Explanations And Classifications

Criteria and Evaluation

The significance of each inventory entry was evaluated by a professional architectural historian and was measured against the National Register Criteria for Evaluation. (Fig. 2). Properties were assessed in terms of their historical significance, architectural merit, environment and integrity before being placed in one of the rating categories (O, N, C, or NC explained below). In determining a resource's historical importance, consideration was given to its association with such things as the exploration and settlement of the area, industrial development, transportation of the lives of important people. Properties can be of national, state or local significance, thus it is possible that a property of outstanding local importance could be rated higher than an entry that was only remotely associated with state or national history.

Some properties though not associated with important people or events, may have been significant as good examples of particular architectural styles, or representative building types, or methods of construction. Resources important in this area could range from an outstanding example of the Italianate style or a simple regional housing type, to an iron truss bridge, or a planned landscaping feature. The location of an entry in relation to other structures, street placement, and landscaping, as well as the overall natural environment of a site also affects its rating.

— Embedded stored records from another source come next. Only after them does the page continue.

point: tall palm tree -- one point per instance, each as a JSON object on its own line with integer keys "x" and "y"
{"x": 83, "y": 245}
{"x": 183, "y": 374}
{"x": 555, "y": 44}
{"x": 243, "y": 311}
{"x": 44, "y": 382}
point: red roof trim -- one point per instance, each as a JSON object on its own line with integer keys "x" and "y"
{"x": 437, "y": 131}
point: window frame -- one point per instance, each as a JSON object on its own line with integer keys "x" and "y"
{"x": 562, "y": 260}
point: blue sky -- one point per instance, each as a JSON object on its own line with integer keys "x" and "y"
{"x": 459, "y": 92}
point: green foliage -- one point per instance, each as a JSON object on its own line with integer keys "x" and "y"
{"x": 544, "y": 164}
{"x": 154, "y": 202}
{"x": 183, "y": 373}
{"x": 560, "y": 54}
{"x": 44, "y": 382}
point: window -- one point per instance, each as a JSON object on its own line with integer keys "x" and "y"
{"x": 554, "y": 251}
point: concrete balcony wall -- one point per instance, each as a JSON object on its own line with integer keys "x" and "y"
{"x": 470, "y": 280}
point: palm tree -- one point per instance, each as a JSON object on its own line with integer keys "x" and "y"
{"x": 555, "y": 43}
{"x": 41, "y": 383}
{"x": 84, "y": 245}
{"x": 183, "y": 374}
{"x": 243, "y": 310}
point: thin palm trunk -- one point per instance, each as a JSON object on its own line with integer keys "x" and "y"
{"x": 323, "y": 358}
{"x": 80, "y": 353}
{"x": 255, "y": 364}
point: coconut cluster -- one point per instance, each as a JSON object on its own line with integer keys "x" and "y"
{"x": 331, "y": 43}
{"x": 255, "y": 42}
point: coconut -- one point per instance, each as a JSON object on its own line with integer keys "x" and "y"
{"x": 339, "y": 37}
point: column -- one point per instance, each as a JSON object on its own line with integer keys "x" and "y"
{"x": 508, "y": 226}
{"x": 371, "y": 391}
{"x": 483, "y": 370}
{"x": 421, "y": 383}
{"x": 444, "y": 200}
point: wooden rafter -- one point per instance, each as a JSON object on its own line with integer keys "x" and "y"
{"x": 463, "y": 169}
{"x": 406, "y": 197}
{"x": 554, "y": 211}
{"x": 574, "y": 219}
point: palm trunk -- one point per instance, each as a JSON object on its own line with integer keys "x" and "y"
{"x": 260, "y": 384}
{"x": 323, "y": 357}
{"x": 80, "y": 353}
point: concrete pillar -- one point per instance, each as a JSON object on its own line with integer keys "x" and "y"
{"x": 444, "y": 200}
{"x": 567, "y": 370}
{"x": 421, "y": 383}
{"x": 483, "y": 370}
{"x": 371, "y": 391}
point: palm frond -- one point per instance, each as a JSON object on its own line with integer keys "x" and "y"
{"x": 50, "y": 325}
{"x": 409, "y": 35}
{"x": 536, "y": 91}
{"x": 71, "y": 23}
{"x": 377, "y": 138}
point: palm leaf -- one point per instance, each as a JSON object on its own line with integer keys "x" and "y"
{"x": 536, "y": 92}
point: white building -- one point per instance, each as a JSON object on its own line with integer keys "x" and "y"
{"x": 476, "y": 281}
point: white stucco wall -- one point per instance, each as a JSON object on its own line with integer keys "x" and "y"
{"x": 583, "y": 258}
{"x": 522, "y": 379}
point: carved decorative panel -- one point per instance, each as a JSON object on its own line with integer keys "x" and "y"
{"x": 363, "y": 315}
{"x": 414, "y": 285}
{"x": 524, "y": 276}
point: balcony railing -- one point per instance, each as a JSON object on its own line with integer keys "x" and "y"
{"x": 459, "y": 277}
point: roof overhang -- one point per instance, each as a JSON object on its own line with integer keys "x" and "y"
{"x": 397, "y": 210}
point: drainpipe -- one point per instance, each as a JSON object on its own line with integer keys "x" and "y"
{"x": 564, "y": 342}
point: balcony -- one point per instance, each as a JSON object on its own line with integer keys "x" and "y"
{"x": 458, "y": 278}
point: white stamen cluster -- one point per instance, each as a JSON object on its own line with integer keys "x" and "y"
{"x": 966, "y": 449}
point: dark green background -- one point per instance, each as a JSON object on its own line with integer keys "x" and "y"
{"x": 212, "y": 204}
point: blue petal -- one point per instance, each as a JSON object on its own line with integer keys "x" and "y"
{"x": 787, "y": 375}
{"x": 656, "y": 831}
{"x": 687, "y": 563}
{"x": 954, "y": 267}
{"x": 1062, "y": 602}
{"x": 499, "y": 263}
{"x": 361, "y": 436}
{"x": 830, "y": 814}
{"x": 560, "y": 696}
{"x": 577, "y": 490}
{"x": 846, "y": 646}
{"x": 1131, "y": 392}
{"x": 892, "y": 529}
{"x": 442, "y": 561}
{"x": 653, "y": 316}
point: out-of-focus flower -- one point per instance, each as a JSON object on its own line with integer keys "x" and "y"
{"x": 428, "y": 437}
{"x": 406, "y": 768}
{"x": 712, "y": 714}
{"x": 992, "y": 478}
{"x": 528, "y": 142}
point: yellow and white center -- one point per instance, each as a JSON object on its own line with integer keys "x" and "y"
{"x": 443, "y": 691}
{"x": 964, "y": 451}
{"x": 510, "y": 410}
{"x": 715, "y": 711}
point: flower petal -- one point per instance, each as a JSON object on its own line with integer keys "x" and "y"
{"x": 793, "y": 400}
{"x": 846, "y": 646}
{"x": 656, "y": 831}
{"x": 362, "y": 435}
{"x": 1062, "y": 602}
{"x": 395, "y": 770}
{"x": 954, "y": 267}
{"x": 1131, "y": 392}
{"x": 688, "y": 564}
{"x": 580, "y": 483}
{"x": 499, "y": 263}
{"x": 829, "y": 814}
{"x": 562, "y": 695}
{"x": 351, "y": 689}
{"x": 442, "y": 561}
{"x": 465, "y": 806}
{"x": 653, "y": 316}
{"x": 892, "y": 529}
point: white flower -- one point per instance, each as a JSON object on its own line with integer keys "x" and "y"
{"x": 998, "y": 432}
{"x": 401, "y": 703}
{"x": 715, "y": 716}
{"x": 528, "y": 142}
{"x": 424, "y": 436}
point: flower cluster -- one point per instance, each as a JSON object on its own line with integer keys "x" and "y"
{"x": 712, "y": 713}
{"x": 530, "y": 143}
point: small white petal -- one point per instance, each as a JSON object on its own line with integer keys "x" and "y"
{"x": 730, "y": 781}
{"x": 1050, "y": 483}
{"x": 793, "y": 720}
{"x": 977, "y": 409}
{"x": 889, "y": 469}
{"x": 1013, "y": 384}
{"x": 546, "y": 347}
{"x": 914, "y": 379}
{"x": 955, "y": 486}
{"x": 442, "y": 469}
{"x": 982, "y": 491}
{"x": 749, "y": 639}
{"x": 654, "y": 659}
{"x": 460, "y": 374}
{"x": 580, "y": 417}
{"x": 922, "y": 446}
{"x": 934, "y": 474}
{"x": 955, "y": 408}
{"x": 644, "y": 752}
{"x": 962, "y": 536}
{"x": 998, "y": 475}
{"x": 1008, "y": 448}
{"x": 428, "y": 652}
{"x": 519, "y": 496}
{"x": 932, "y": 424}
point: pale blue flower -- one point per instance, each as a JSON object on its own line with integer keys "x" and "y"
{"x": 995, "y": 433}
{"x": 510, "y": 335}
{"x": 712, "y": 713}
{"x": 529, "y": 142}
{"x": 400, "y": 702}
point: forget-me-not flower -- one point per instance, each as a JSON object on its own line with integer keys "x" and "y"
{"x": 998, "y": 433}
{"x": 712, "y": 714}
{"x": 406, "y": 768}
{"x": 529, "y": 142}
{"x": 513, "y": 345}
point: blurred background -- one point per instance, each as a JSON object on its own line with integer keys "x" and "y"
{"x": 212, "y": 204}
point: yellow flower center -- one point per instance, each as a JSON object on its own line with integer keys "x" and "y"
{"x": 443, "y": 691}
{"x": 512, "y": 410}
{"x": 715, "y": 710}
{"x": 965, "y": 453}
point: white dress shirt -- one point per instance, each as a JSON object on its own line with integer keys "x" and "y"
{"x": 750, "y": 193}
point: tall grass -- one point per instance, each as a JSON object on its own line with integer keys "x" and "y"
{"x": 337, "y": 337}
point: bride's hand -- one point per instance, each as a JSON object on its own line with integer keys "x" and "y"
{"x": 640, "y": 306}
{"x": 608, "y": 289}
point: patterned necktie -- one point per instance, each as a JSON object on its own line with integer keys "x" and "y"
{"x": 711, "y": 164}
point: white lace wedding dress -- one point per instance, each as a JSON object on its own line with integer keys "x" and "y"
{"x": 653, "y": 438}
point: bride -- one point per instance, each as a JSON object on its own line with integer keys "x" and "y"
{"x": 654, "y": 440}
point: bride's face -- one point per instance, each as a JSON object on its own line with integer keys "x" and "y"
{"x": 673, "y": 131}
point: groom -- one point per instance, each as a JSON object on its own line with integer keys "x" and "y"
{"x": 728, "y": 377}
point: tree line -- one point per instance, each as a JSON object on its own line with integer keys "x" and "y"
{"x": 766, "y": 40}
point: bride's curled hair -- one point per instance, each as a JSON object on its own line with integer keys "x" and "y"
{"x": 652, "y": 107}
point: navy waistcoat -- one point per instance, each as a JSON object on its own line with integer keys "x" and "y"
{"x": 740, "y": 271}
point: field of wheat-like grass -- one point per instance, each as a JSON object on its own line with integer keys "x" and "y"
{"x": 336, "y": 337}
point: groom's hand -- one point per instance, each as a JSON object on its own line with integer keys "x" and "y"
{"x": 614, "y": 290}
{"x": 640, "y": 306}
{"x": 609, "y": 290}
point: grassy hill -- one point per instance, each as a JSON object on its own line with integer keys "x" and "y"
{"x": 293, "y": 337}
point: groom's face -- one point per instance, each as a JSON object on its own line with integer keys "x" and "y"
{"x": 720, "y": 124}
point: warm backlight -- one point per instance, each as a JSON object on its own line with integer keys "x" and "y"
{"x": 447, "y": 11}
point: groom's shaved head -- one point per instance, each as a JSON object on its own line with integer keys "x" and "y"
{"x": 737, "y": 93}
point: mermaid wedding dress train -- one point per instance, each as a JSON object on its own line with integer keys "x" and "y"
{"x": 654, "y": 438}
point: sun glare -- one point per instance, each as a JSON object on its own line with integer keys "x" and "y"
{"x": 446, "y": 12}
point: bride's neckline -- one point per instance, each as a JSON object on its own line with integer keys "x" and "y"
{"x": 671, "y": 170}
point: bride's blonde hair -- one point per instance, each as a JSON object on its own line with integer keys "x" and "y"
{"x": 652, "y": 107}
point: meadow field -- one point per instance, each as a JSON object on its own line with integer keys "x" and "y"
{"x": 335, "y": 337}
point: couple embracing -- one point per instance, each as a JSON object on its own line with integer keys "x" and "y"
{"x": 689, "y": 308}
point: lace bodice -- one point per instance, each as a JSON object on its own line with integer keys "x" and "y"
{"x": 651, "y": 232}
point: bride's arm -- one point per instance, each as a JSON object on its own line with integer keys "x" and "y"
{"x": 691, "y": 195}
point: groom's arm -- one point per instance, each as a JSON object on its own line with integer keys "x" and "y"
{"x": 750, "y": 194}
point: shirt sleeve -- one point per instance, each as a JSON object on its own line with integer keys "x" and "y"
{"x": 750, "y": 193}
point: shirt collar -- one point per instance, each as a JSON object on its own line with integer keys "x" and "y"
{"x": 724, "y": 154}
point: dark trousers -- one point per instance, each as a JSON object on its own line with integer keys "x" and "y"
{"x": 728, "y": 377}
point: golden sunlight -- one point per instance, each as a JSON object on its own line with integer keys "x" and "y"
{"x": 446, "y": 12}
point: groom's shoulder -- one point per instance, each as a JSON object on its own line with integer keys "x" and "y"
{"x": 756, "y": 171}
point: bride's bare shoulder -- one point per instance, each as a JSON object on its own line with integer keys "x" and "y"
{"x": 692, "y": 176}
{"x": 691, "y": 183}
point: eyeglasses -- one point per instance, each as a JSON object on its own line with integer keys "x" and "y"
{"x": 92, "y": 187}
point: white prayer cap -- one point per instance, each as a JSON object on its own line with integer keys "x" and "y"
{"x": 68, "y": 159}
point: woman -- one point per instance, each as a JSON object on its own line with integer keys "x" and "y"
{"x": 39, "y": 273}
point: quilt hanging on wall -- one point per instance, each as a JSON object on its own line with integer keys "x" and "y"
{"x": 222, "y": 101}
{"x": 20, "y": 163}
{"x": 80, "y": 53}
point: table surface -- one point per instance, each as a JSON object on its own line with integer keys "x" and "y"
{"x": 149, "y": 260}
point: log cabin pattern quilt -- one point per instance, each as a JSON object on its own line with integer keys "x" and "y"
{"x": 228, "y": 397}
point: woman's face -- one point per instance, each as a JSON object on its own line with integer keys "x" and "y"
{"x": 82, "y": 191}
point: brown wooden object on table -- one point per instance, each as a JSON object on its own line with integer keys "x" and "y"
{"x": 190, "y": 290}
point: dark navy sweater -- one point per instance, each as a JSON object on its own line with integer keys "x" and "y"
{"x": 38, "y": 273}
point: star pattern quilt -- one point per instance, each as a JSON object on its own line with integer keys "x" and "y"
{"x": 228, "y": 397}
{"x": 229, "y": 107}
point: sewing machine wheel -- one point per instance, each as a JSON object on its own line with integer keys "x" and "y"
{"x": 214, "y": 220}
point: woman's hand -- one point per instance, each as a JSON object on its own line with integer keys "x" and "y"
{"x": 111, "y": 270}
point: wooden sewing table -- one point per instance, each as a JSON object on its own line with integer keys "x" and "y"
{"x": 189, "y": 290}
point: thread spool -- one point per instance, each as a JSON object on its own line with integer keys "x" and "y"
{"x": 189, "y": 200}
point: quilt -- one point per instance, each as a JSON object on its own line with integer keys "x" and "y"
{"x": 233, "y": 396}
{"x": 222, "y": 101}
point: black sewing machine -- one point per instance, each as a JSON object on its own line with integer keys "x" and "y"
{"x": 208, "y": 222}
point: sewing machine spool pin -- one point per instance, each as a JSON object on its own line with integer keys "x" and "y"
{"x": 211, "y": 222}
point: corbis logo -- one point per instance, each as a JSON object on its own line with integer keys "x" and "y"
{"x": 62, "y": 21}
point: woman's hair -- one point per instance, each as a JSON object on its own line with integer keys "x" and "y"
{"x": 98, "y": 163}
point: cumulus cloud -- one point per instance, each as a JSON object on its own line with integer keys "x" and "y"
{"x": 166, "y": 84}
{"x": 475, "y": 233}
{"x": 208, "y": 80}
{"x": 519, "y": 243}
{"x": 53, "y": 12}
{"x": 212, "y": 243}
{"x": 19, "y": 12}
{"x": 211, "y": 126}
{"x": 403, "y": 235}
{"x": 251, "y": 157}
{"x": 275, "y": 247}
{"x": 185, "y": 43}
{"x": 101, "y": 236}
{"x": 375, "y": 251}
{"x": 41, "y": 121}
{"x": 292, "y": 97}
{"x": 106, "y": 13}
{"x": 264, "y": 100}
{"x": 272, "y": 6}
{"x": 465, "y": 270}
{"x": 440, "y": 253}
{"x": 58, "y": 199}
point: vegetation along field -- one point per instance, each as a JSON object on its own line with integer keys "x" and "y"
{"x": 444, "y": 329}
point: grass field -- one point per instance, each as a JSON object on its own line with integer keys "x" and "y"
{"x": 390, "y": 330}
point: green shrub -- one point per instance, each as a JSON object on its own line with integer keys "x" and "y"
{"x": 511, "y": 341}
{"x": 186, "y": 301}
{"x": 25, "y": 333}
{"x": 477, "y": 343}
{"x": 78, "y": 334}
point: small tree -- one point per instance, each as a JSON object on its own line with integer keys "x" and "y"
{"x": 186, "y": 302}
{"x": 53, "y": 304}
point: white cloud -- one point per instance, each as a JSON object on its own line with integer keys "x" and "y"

In assessing integrity, an attempt was made to determine how much of the original architectural fabric remained. A property's rating may have been lowered if it experienced extensive alterations, such as the application of artificial siding, removal of trim or siding, later additions, changes to windows, or structural modifications. The relocation of a building from its original site often lowered its rating.

Ratings

After consideration of these factors, one of the following ratings was assigned to each property.

Outstanding (O)
The "O" rating means that the property has enough historic or architectural significance that it is already listed, or should be considered for individual listing in the National Register of Historic Places. Outstanding resources can be of local, state, or national importance.

Notable (N)
A rating of "N" means that the property did not quite merit an Outstanding rating, but is still above average in its importance. Further research or investigation may reveal that the property could be eligible for National Register listing.

Contributing (C)
A "C" rating was given to any properties meeting the basic inventory criterion of being pre-1940, but that are not important enough to stand on their own as individually outstanding or notable. Such resources are important to the density or continuity of the area's historic fabric. Contributing properties can be listed on the National Register of Historic Places if they are part of an historic district, but would not usually qualify individually.

Non-Contributing (NC)
Properties rated "NC" were not included in the inventory unless they were located within an historic district. Such properties are usually either post-1950 or they are older structures that have been badly altered and have lost their historic character or they are otherwise incompatible with their historic surroundings. These properties are not eligible for the National Register.
Of the 2556 entries made in the Bloomington Inventory, 65 were rated Outstanding and 275 were Notable. These ratings should be viewed as advisory recommendation based on the information available to the surveyor at the time of the survey. Change in location, sensitive restoration, additional research, extensive physical damage, or inappropriate remodeling could affect the entry's significance and rating at a later date.